La prémisse sous-jacente à un tel changement consiste dans l’inclusion, au sein même de la notion de dignité, de la totalité des valeurs qui composent la démocratie. Un deuxième changement, que le philosophe situe à la fin du XVIIIe  siècle et qui est caractérisé par une nouvelle conception de l’identité, reconfigure ultérieurement le rapport entre particulier et universel. C’est l’essor de l’idéal d’« authenticité », notion qui voit le jour en parallèle avec celle de l’idée selon laquelle les êtres humains seraient dotés du sentiment intuitif de ce qui est bien et mal. « Le point de départ original de cette doctrine », précise-t-il, « était de lutter contre une vision rivale selon laquelle connaître le bien et le mal relevait du calcul des conséquences, en particulier celles liées à la récompense et à la punition divines » (p. 28).
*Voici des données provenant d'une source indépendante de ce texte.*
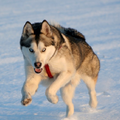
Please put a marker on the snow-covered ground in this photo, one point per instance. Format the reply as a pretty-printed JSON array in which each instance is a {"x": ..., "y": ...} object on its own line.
[{"x": 98, "y": 20}]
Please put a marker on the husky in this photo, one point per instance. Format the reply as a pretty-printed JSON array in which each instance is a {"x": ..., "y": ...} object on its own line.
[{"x": 57, "y": 58}]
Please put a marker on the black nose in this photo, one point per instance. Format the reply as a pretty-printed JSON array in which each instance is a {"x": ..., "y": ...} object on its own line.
[{"x": 37, "y": 64}]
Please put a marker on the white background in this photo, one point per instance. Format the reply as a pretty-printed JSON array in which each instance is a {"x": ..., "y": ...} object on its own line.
[{"x": 98, "y": 20}]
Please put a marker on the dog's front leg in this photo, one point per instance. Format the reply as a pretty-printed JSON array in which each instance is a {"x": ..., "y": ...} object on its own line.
[
  {"x": 30, "y": 86},
  {"x": 61, "y": 81}
]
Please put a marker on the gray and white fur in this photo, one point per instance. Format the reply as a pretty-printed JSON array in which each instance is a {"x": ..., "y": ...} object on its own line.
[{"x": 69, "y": 57}]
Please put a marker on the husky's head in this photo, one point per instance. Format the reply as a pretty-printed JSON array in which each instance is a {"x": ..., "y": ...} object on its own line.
[{"x": 39, "y": 43}]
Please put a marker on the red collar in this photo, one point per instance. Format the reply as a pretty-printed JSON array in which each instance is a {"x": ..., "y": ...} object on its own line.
[{"x": 48, "y": 71}]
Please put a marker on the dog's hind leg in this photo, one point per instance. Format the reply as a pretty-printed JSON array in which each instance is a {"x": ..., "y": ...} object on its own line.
[
  {"x": 90, "y": 83},
  {"x": 67, "y": 93}
]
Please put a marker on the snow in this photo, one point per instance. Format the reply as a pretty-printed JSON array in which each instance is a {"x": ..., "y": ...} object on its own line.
[{"x": 99, "y": 21}]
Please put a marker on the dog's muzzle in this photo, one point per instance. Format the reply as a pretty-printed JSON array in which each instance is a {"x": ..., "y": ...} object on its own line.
[{"x": 37, "y": 68}]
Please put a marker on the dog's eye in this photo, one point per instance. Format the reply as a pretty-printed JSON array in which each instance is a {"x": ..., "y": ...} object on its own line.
[
  {"x": 44, "y": 49},
  {"x": 31, "y": 50}
]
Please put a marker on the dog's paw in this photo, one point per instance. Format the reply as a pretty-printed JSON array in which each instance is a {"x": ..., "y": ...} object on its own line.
[
  {"x": 93, "y": 103},
  {"x": 26, "y": 100},
  {"x": 52, "y": 98}
]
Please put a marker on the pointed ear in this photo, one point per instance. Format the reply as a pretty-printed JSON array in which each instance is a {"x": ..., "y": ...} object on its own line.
[
  {"x": 46, "y": 28},
  {"x": 27, "y": 29}
]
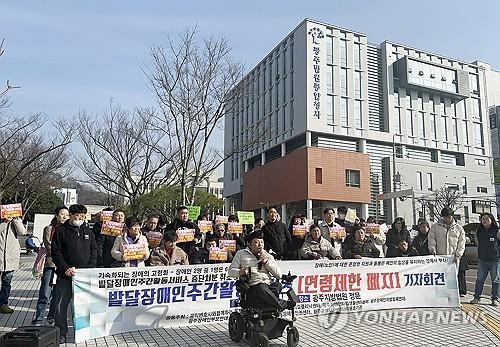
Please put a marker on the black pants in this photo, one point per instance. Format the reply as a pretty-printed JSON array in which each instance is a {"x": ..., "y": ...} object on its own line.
[
  {"x": 64, "y": 296},
  {"x": 263, "y": 296},
  {"x": 462, "y": 284}
]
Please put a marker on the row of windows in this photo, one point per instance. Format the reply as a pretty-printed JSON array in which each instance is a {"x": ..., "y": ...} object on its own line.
[
  {"x": 343, "y": 52},
  {"x": 352, "y": 177},
  {"x": 416, "y": 121},
  {"x": 427, "y": 185},
  {"x": 440, "y": 105}
]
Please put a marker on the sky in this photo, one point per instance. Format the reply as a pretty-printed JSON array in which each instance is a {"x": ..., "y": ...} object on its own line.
[{"x": 69, "y": 56}]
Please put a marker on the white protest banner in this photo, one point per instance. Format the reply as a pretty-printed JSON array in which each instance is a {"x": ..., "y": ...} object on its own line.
[{"x": 117, "y": 300}]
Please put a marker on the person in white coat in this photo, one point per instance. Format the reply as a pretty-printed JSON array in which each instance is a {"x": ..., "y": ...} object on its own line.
[
  {"x": 10, "y": 253},
  {"x": 446, "y": 237}
]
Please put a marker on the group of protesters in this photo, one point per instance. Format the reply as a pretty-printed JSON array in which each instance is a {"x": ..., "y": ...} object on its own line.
[{"x": 70, "y": 244}]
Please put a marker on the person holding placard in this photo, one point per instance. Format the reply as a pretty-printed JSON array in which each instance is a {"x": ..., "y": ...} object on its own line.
[
  {"x": 317, "y": 247},
  {"x": 103, "y": 215},
  {"x": 131, "y": 238},
  {"x": 298, "y": 231},
  {"x": 421, "y": 241},
  {"x": 359, "y": 246},
  {"x": 105, "y": 242},
  {"x": 239, "y": 237},
  {"x": 277, "y": 238},
  {"x": 182, "y": 221},
  {"x": 168, "y": 253},
  {"x": 47, "y": 291},
  {"x": 397, "y": 232},
  {"x": 73, "y": 247},
  {"x": 328, "y": 222},
  {"x": 202, "y": 256},
  {"x": 10, "y": 253}
]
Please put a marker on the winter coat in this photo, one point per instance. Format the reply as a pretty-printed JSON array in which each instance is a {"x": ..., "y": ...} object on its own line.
[
  {"x": 365, "y": 248},
  {"x": 201, "y": 256},
  {"x": 392, "y": 240},
  {"x": 117, "y": 251},
  {"x": 447, "y": 240},
  {"x": 488, "y": 248},
  {"x": 48, "y": 234},
  {"x": 421, "y": 243},
  {"x": 277, "y": 238},
  {"x": 159, "y": 257},
  {"x": 410, "y": 252},
  {"x": 246, "y": 259},
  {"x": 73, "y": 246},
  {"x": 187, "y": 247},
  {"x": 10, "y": 251},
  {"x": 323, "y": 247}
]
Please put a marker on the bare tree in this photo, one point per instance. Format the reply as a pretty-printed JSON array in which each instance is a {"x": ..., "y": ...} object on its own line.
[
  {"x": 441, "y": 198},
  {"x": 124, "y": 152},
  {"x": 192, "y": 79},
  {"x": 32, "y": 150}
]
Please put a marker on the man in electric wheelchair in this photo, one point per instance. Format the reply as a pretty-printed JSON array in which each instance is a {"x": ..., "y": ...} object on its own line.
[{"x": 260, "y": 315}]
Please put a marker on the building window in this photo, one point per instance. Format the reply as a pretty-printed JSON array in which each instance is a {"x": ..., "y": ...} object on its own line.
[
  {"x": 466, "y": 132},
  {"x": 329, "y": 109},
  {"x": 433, "y": 126},
  {"x": 358, "y": 114},
  {"x": 421, "y": 125},
  {"x": 343, "y": 52},
  {"x": 478, "y": 135},
  {"x": 343, "y": 82},
  {"x": 454, "y": 130},
  {"x": 319, "y": 175},
  {"x": 419, "y": 181},
  {"x": 482, "y": 190},
  {"x": 357, "y": 56},
  {"x": 429, "y": 181},
  {"x": 329, "y": 79},
  {"x": 357, "y": 84},
  {"x": 444, "y": 127},
  {"x": 352, "y": 178},
  {"x": 329, "y": 50},
  {"x": 344, "y": 114},
  {"x": 409, "y": 122}
]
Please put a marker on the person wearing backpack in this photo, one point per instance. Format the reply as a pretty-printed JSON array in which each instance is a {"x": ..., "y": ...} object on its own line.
[{"x": 10, "y": 253}]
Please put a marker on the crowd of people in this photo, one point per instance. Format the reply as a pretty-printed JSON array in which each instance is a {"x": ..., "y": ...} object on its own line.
[{"x": 71, "y": 244}]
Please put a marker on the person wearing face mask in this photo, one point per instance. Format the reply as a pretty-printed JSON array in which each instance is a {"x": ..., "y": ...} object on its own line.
[
  {"x": 10, "y": 229},
  {"x": 73, "y": 248},
  {"x": 47, "y": 290},
  {"x": 446, "y": 237},
  {"x": 105, "y": 242},
  {"x": 131, "y": 236},
  {"x": 421, "y": 241}
]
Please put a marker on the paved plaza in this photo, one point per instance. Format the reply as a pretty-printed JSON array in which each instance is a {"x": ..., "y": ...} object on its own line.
[{"x": 443, "y": 327}]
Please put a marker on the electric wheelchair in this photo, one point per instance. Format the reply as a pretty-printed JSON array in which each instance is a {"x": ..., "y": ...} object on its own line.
[{"x": 261, "y": 325}]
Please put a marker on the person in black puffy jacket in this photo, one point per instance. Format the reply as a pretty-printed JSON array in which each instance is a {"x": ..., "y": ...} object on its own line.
[
  {"x": 488, "y": 237},
  {"x": 276, "y": 235}
]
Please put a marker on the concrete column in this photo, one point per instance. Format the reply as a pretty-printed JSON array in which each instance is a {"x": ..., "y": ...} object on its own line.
[
  {"x": 309, "y": 209},
  {"x": 364, "y": 211},
  {"x": 284, "y": 217}
]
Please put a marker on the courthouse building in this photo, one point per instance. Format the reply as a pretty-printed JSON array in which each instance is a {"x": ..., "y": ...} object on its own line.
[{"x": 327, "y": 118}]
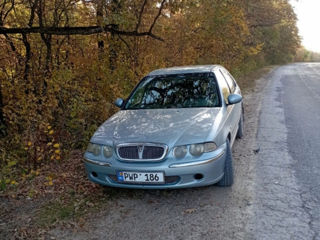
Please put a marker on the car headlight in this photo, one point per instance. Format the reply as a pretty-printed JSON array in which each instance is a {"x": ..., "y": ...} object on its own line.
[
  {"x": 210, "y": 147},
  {"x": 180, "y": 152},
  {"x": 198, "y": 149},
  {"x": 95, "y": 149},
  {"x": 107, "y": 151}
]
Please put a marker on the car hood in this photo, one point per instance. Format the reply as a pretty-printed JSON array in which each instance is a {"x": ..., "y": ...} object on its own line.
[{"x": 168, "y": 126}]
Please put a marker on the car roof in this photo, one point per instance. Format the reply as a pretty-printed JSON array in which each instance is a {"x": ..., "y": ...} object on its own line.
[{"x": 184, "y": 69}]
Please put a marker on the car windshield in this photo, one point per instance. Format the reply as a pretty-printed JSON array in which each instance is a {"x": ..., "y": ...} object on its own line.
[{"x": 175, "y": 91}]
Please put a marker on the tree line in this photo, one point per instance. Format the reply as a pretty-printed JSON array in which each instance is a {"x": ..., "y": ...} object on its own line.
[{"x": 63, "y": 62}]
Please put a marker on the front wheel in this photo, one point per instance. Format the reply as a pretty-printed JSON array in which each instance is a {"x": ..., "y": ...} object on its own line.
[{"x": 227, "y": 179}]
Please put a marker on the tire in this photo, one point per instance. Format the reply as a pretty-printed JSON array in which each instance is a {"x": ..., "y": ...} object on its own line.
[
  {"x": 227, "y": 179},
  {"x": 241, "y": 128}
]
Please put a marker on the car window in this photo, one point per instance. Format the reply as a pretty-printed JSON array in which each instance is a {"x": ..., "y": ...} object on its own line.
[
  {"x": 229, "y": 80},
  {"x": 223, "y": 86},
  {"x": 175, "y": 91}
]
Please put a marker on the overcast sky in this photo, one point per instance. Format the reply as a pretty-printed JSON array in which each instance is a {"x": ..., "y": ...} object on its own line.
[{"x": 308, "y": 12}]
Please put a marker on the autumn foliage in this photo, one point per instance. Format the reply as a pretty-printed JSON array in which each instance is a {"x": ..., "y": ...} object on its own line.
[{"x": 63, "y": 62}]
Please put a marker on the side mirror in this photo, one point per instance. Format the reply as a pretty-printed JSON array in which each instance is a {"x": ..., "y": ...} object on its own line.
[
  {"x": 234, "y": 99},
  {"x": 119, "y": 102}
]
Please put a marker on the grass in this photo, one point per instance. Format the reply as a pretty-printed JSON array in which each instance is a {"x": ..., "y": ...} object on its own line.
[{"x": 247, "y": 82}]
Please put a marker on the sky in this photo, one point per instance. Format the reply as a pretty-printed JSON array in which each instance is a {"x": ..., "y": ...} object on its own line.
[{"x": 308, "y": 12}]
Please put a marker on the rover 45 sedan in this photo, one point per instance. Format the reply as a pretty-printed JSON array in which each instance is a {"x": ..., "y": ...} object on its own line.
[{"x": 175, "y": 130}]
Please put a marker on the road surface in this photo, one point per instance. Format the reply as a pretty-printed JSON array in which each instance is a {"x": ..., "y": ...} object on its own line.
[{"x": 277, "y": 182}]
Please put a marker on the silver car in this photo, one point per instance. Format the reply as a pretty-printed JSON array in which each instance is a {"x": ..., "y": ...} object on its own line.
[{"x": 175, "y": 130}]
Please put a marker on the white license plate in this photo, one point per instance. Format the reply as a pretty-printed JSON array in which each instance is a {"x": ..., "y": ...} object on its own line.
[{"x": 140, "y": 177}]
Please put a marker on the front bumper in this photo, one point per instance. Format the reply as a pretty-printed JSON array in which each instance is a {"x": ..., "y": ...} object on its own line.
[{"x": 177, "y": 175}]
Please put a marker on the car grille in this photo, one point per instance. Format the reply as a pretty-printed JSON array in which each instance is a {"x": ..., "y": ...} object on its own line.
[{"x": 141, "y": 151}]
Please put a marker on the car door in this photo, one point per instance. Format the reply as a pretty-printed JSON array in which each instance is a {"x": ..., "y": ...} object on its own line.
[
  {"x": 231, "y": 112},
  {"x": 235, "y": 110}
]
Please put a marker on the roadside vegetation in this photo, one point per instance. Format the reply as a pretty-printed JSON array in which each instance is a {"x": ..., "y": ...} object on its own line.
[{"x": 64, "y": 62}]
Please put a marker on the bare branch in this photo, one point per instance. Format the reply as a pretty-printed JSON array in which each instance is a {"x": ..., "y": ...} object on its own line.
[
  {"x": 76, "y": 31},
  {"x": 140, "y": 14},
  {"x": 158, "y": 15}
]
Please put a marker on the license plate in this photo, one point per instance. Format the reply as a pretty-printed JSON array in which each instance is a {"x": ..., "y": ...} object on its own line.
[{"x": 141, "y": 177}]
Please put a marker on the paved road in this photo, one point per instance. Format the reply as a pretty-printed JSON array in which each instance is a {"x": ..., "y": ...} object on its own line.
[
  {"x": 287, "y": 203},
  {"x": 276, "y": 191}
]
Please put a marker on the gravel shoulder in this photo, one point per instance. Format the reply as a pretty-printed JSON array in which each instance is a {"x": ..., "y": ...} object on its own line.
[{"x": 206, "y": 213}]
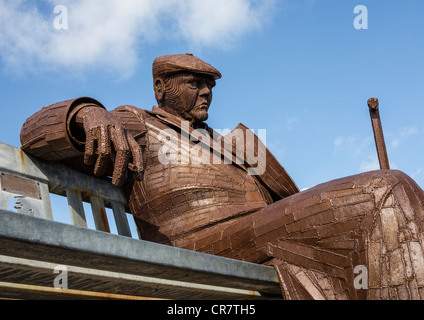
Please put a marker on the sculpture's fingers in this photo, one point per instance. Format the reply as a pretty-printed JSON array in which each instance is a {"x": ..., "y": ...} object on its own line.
[
  {"x": 104, "y": 151},
  {"x": 90, "y": 147},
  {"x": 122, "y": 149},
  {"x": 137, "y": 166}
]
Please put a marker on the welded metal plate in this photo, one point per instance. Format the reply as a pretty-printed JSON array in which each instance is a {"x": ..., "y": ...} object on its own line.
[{"x": 20, "y": 186}]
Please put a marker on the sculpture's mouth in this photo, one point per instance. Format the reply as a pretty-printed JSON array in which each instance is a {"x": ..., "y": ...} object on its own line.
[{"x": 203, "y": 107}]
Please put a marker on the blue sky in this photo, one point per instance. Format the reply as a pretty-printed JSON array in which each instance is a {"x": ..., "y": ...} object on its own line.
[{"x": 297, "y": 68}]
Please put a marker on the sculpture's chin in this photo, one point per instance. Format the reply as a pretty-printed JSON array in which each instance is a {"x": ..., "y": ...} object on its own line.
[{"x": 200, "y": 115}]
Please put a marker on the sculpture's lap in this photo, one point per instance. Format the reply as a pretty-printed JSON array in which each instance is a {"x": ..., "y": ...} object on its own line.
[
  {"x": 372, "y": 221},
  {"x": 316, "y": 238}
]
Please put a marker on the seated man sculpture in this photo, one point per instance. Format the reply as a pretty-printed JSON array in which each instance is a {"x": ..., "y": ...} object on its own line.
[{"x": 319, "y": 240}]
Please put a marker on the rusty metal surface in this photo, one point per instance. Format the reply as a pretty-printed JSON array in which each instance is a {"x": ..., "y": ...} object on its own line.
[{"x": 315, "y": 238}]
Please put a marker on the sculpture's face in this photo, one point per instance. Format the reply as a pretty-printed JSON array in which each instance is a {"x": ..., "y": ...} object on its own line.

Penser que la distinction entre le bien et le mal n’est pas une question de calcul aride, mais une intuition ancrée dans nos sentiments, marque un tournant crucial dans notre façon d’appréhender le monde et les autres. « La moralité possède, en un sens, une voix intérieure. La notion d’authenticité découle d’un déplacement de l’accent moral dans cette idée » (ibid.). Largement étudié dans son livre le plus connu, Les Sources du moi (Sources of the Self, 1989), Taylor avance que le paradigme de l’authenticité en tant que véritable révolution morale a lui aussi été soumis à des profondes modifications. Jean-Jacques Rousseau joue le rôle de pivot dans ce sens, car il est le père d’une série de philosophies de l’exploration de soi qui font de la quête de l’authenticité le socle de leurs argumentations, mais aussi le levier d’un engagement concret. Dans son œuvre, le jugement moral ne se réfère plus à une entité transcendante, mais à une source intérieure qui s’exprime dans le dialogue du sujet avec soi-même.

Et pourtant, c’est dans cette même théorie que se trouvent les bases du conflit que constate Taylor à l’époque contemporaine. L’auto-détermination prônée par Rousseau conduit à une « tyrannie homogénéisante » (p. 36) qui défait les liens sociaux au profit de la réalisation personnelle, et d’une société réduite à un ensemble d’atomes désagrégés. C’est ce que Taylor nomme le paradigme « expressiviste », qui dominera à l’époque romantique et qui, avec Hegel, entraînera des revendications réactionnaires contre l’égalité et la démocratie que l’idéal rousseauiste se devaient en principe de défendre. L’argument de fond de ces revendications repose, selon Taylor, sur l’idée que la reconnaissance forge l’identité. « Les groupes dominants ont tendance à renforcer leur hégémonie en inculquant une image d’infériorité chez les subordonnés. La lutte pour la liberté et l’égalité doit donc passer par une révision de ces images. Les programmes multiculturels sont destinés à contribuer à ce processus de révision » (p. 66). Si les sociétés actuelles se tournent vers le multiculturalisme, c’est qu’elles sont devenues également plus ouvertes à accueillir en leur sein des minorités dont les fondements culturels sont en conflit avec ceux de la société au sein de laquelle ils se trouve. Le besoin de reconnaître cette diversité devient dès lors essentiel au maintien de l’équilibre entre les différentes communautés.